4. The CapEx Problem: More Money, More Problems

Now, as if string stacking wasn’t enough, let’s throw money into the equation. You see, the industry doesn’t just love to innovate—it has to innovate because there’s always a competitor ready to jump into the pool. Micron was in a bind: every time they crunched the numbers on retrofitting for 3D NAND, the CFO probably took an extra couple of aspirin. But what do you do when Samsung makes the jump? You follow. It’s a business version of peer pressure on steroids. You can’t say, “Nah, I’m good,” because then you’d be out of the market faster than someone hitting a “game over” screen.

Capital expenditures (CapEx) for 3D NAND conversion? They’re wild. And not only are they wild, but they’re also slow. It used to be that new equipment meant some minor upgrades—now it’s a complete overhaul. And the cash cost? Sure, the cash cost per gigabyte goes down, but the upfront cost is so insane it’s like buying a Tesla to save on gas but needing a bank loan to cover the purchase price.

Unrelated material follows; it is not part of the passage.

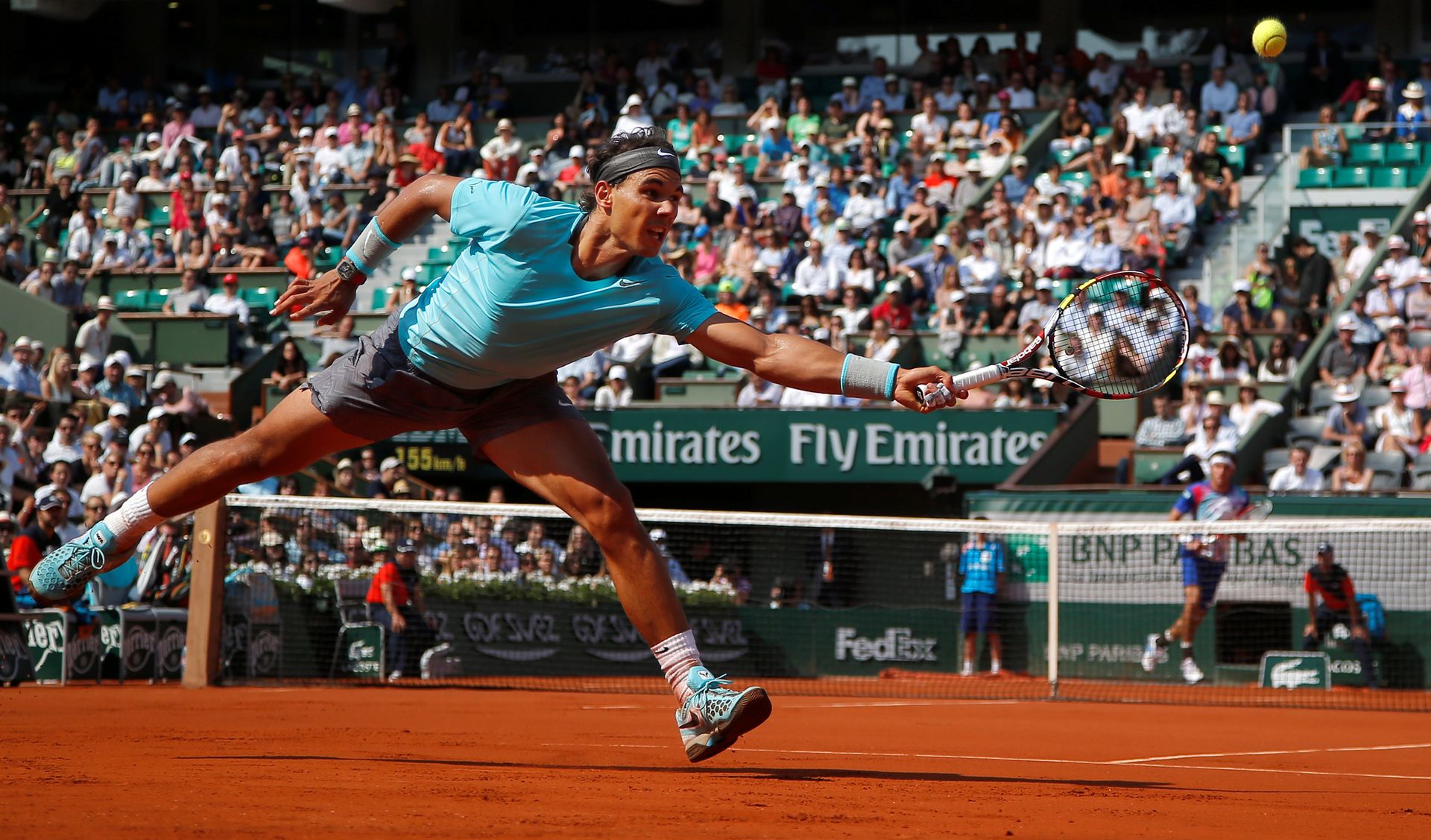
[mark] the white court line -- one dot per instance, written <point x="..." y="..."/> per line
<point x="899" y="703"/>
<point x="1274" y="753"/>
<point x="1008" y="759"/>
<point x="872" y="704"/>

Transitioning to 3D NAND isn’t just a technical challenge; it’s a financial one, too. Companies like Micron face massive CapEx requirements for retrofitting factories to support new 3D architectures. While 3D NAND reduces costs per gigabyte in the long run, the upfront investment is substantial. For investors, CapEx decisions are critical in assessing a company’s financial health and ability to remain competitive in the memory industry.

DRAM Challenges: The New Recipe Dilemma

You’d think NAND was enough to keep semiconductor engineers busy. But nope, DRAM has its own set of scaling nightmares. Back in the day, you could just shrink everything by half, like slicing a cake into smaller, neater pieces. But now, engineers have realized that simply making DRAM smaller isn’t enough. They’re having to introduce entirely new materials, as if the old flour stopped working and they now need a whole new recipe to make the same cake.

Scaling DRAM has become a triple threat—longer timelines, higher costs, and way more complicated recipes. Picture a chef trying to make soufflé while also redesigning the oven to work on alien energy—that's DRAM scaling now.

As with NAND, DRAM scaling is hitting roadblocks that require new materials and techniques. In the past, DRAM scaling was straightforward; now, engineers are forced to experiment with new materials to maintain performance. This shift introduces longer development timelines and higher costs, adding pressure to companies already investing heavily in NAND. For investors, understanding these R&D costs is essential to anticipate the impact on profit margins and product cycles.

At the end of the day, the memory industry’s journey is a combination of brilliant breakthroughs, budget constraints, and doing everything because the competition is doing it too. Companies like Micron, Samsung, and SK Hynix are stuck in this dance—building bigger, building more, and doing whatever it takes to keep the memory industry not just alive, but thriving. Sure, Moore’s Law might not be the magical oven anymore, but that’s not stopping anyone from trying to make it work with whatever crazy tools they’ve got.

And while we as consumers keep wanting more data, more storage, and more speed, just remember the real heroes are those engineers trying to figure out how to turn a pizza oven into a silicon skyscraper factory—without burning the whole kitchen down.